Tilray Trims $124 Million of Its Convertible Debt with 10.9 Million Share Issuance

Tilray, Inc. Announces Agreement to Exchange Approximately $124.3 Million in Principal Amount of Its 5.00% Convertible Senior Notes Due 2023 for Common Stock

NANAIMO, British Columbia-November 23, 2020-(BUSINESS WIRE)–Tilray, Inc. (“Tilray” or the “Company”) (Nasdaq: TLRY), a global pioneer in cannabis research, cultivation, production and distribution, today announced that it has entered into a privately negotiated exchange agreement with a certain holder of its 5.00% Convertible Senior Notes due 2023 (the “Notes”). Pursuant to the exchange agreement, the Company will exchange approximately $124.3 million in aggregate principal amount of Notes plus accrued interest, for approximately 10.9 million shares of the Company’s Class 2 common stock. The exchange transaction is expected to be completed on or about November 24, 2020, subject to customary closing conditions. Following the exchange transaction, approximately $350.7 million in aggregate principal amount of the Notes will remain outstanding.

Effectively, the Company agreed to repurchase a portion of its Notes at a 36% discount to their face value, using shares issued at the Company’s most recent closing market price (which is equivalent to a conversion price of $7.36 per share).

The purpose of the transaction was to reduce the Company’s debt and eliminate $6.2 million in annual cash interest costs.

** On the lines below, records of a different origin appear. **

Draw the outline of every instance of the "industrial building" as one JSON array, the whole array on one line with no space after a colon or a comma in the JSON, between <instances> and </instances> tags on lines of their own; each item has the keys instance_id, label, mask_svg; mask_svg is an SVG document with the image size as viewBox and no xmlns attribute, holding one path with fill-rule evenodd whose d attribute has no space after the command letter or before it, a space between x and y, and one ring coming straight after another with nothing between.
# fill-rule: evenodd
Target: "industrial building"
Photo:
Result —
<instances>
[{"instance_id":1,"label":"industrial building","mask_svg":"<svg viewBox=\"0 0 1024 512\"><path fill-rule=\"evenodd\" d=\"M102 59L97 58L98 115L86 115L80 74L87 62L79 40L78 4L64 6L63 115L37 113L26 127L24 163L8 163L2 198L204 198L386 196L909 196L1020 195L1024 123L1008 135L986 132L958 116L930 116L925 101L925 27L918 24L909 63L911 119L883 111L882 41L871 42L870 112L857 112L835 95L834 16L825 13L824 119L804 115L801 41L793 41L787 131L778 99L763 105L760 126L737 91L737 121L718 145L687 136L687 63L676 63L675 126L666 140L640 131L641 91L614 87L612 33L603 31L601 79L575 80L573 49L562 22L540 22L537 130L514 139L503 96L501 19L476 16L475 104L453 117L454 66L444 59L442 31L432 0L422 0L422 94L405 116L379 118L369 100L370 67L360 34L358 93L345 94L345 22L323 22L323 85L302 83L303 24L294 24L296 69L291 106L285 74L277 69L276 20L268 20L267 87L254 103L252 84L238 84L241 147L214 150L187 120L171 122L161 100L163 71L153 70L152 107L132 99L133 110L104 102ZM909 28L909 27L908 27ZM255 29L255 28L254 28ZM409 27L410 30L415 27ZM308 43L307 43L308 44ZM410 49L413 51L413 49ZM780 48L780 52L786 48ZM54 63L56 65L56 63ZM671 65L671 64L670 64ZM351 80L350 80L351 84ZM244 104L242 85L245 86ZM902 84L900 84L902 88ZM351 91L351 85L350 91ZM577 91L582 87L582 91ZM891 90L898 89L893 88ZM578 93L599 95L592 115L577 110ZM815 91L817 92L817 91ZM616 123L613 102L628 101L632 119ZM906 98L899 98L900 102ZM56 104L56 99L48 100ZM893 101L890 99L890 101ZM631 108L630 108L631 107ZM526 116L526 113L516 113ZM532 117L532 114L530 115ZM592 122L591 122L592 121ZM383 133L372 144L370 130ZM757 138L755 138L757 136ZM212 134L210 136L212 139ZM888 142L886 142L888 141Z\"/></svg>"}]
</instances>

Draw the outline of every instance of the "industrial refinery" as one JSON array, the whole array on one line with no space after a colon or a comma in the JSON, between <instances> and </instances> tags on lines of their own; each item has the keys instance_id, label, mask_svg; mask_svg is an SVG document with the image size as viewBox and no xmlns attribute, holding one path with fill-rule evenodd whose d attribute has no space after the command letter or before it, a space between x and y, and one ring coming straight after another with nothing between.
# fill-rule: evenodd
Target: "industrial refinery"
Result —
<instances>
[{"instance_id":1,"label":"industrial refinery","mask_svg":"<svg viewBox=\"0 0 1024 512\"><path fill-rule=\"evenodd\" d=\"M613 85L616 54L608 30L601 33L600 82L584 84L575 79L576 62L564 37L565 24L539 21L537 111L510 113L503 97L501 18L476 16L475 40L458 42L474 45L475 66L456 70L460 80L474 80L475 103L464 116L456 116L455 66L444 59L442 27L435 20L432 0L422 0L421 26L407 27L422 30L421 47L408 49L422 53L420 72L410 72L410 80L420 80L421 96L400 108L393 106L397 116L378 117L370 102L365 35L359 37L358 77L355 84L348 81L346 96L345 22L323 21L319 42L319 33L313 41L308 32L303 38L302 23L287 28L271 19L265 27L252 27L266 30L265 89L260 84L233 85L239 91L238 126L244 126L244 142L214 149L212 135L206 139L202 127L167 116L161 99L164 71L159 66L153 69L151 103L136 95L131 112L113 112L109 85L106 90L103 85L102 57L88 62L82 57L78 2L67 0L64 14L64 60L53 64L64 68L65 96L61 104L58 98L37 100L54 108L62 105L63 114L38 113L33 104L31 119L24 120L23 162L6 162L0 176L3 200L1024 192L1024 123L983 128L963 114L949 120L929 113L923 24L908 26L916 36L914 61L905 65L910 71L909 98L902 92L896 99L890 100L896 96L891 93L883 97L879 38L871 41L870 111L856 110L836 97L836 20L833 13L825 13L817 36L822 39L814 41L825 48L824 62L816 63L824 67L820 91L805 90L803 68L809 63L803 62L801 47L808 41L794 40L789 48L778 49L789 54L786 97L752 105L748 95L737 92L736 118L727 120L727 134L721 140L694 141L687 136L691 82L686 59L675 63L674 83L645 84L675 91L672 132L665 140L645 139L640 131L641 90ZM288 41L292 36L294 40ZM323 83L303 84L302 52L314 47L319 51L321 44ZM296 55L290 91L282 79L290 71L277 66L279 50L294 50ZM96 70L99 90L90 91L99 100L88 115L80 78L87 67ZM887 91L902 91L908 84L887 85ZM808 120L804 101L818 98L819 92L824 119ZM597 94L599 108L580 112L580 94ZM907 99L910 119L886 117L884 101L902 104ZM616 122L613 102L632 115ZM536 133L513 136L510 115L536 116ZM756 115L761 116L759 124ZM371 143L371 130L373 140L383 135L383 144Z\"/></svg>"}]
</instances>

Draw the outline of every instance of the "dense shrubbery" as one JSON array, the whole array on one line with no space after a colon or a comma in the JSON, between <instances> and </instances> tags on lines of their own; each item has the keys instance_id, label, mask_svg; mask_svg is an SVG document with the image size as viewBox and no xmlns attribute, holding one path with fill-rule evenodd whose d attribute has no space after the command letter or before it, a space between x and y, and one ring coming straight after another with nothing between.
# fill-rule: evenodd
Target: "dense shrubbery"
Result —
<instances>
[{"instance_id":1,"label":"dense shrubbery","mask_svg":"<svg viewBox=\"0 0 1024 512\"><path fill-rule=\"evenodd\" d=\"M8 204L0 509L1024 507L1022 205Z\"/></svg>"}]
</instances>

The shares of the Company’s Class 2 common stock issuable upon the exchange have not been registered under the Securities Act of 1933, as amended, or the securities laws of any state or other jurisdiction, and may not be offered or sold in the United States absent registration or an applicable exemption from registration requirements.

This press release does not constitute an offer to sell or a solicitation to buy any of the securities described herein, nor shall there be any sale of these securities in any state or jurisdiction in which such offer, solicitation or sale would be unlawful.